絵本は圧倒的に文字が少ないですし、まだ言葉をたくさん知らない子どもも読めなくてはならない。原文もシンプルなことばで書かれているので、それを子どもに分かるようなシンプルな日本語に翻訳する必要があります。非常に短い言葉の中に、非常に深い内容を伝え、説明しすぎてもいけない。そうした言葉選びに関しては推敲に時間をかけ、読んだときのリズムを大事にしました。大人が読み聞かせをするとき、子どもはリズムがよくないとおそらく聞いていてくれないと思ったからです。「言葉選び」と「リズム感」という2点は、(大人向け)一般書よりも力を注いでいます。
幼少期から社会的な問題を
三宅:フランス語の原書は、表紙に「がんの話だ」ということが書いてあるんです。ただ日本語版は、表紙にそうした単語を入れませんでした。表向きは海賊の話だけど、本当はがん治療、闘病の話なんだよということは、読み進めるうちにわかるようにしたかったからです。
山本:フランスの原書版が「がんについての話」と明示するのは、お国柄だなと感じるところでもありますね。イタリアのボローニャで開かれる、児童書の国際ブックフェアに行ったときに感じたのは、ヨーロッパには日本よりもはるかに社会的なテーマを扱っている絵本が多いということです。病気や離婚、環境問題、そうした問題を絵本で小さい子にも分かってもらおうという姿勢がある。
三宅:そういう点もあるかもしれません。
山本:そうした意味でも日本でこの絵本が翻訳できてよかったと思います。特にこの本は、先ほども申し上げた通り、海賊のストーリーを通して、暗くならずに、見事に闘病を描いています。それはフランス本国でも大変好評のようですね。

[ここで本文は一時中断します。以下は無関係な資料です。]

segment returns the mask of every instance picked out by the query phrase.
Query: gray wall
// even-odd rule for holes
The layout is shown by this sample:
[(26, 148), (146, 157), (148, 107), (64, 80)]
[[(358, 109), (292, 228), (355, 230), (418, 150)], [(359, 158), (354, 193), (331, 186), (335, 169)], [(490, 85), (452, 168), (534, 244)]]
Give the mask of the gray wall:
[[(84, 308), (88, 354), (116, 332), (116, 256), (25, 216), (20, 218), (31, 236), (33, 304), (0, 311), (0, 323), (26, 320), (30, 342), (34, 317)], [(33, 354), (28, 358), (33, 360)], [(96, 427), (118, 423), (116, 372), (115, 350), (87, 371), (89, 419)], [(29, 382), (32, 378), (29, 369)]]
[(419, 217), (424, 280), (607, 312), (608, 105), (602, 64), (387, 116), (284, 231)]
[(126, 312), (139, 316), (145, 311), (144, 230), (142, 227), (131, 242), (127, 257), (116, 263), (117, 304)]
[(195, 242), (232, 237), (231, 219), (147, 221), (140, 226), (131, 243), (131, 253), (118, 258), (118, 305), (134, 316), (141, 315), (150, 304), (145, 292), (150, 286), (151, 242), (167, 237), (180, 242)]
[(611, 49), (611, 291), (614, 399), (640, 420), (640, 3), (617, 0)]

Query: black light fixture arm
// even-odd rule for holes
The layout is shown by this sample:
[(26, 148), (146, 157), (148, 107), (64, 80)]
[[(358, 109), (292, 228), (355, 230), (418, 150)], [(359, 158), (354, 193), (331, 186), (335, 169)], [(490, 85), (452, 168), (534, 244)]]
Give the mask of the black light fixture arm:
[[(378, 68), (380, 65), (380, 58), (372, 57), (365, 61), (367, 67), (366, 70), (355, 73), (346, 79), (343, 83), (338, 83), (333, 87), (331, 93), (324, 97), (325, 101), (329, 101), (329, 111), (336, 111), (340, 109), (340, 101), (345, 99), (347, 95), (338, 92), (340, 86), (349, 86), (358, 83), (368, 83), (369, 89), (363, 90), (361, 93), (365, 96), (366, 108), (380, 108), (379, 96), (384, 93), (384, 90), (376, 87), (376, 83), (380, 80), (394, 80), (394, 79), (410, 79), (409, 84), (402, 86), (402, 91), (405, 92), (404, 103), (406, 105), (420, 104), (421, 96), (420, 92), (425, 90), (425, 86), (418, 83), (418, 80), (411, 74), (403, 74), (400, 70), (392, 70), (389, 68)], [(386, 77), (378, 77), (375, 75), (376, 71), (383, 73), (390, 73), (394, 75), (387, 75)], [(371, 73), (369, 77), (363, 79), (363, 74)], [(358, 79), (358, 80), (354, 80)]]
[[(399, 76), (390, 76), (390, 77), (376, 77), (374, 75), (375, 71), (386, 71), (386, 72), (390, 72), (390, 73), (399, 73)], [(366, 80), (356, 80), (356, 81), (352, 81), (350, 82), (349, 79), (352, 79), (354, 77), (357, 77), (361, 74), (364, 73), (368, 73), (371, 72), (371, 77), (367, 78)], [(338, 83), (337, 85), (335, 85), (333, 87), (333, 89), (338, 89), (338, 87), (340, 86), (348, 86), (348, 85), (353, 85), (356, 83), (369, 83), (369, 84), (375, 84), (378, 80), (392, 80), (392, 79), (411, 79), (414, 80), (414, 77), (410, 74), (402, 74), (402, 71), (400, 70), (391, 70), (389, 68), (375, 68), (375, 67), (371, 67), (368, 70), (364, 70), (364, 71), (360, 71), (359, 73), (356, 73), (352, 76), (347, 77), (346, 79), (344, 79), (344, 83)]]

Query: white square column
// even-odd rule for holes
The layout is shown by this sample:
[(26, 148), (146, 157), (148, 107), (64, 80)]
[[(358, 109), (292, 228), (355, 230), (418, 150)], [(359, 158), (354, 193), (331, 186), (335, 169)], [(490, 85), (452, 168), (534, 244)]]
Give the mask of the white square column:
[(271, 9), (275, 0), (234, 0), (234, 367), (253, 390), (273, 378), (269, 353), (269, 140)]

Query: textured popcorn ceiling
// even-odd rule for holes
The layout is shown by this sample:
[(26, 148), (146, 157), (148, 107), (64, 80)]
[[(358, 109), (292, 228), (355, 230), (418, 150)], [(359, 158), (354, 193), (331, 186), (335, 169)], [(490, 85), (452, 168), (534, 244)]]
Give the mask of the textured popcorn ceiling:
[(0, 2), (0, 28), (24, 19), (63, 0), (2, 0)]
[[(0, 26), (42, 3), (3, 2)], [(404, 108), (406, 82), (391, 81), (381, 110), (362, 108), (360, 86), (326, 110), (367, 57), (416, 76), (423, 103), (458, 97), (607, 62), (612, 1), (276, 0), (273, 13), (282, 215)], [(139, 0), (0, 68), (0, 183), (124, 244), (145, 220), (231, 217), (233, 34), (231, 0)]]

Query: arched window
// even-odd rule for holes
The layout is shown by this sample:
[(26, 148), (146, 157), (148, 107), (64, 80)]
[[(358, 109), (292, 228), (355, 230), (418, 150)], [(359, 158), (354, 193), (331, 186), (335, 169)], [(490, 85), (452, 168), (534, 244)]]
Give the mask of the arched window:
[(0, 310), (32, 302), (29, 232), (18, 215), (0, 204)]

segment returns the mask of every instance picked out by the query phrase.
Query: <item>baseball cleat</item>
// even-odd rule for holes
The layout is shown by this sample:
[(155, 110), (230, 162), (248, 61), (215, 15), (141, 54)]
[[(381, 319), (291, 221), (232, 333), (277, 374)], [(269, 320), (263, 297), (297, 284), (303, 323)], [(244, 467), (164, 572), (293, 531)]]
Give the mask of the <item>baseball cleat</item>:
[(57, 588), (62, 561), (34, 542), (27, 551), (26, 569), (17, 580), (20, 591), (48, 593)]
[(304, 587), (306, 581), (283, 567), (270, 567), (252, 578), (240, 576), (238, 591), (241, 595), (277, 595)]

三宅:あと、個人的には、この話に出てくるお父さんがすごくいいな……と思っています。妻に寄り添って支え、闘病に出ている際には当たり前のように家族のため料理を作ったりしている。ひそかにそうしたシーンがいいなと思っています。
山本:確かに! お父さんの活躍も見どころです。
三宅:まだ読者の方から、お父さんについてのコメントは届かないんですけどね(笑)。今回の絵本翻訳を経て、海外の絵本は「宝の山」だなと感じました。今後も少しずつ出版をできたらと考えています。
山本:実は昨年まで、私が代表の翻訳会社では(児童書の見本市が開かれる伊・ボローニャと姉妹都市の提携をしている)板橋区が所有している世界の絵本の整理のお手伝いをしていました。およそ50言語、2000冊のあらすじを作ったのですが、絵柄やお話に、実にお国柄が表れているということに気付かされます。まだまだ世界には面白い絵本があるので、これからも良書の紹介に関わっていきたいですね。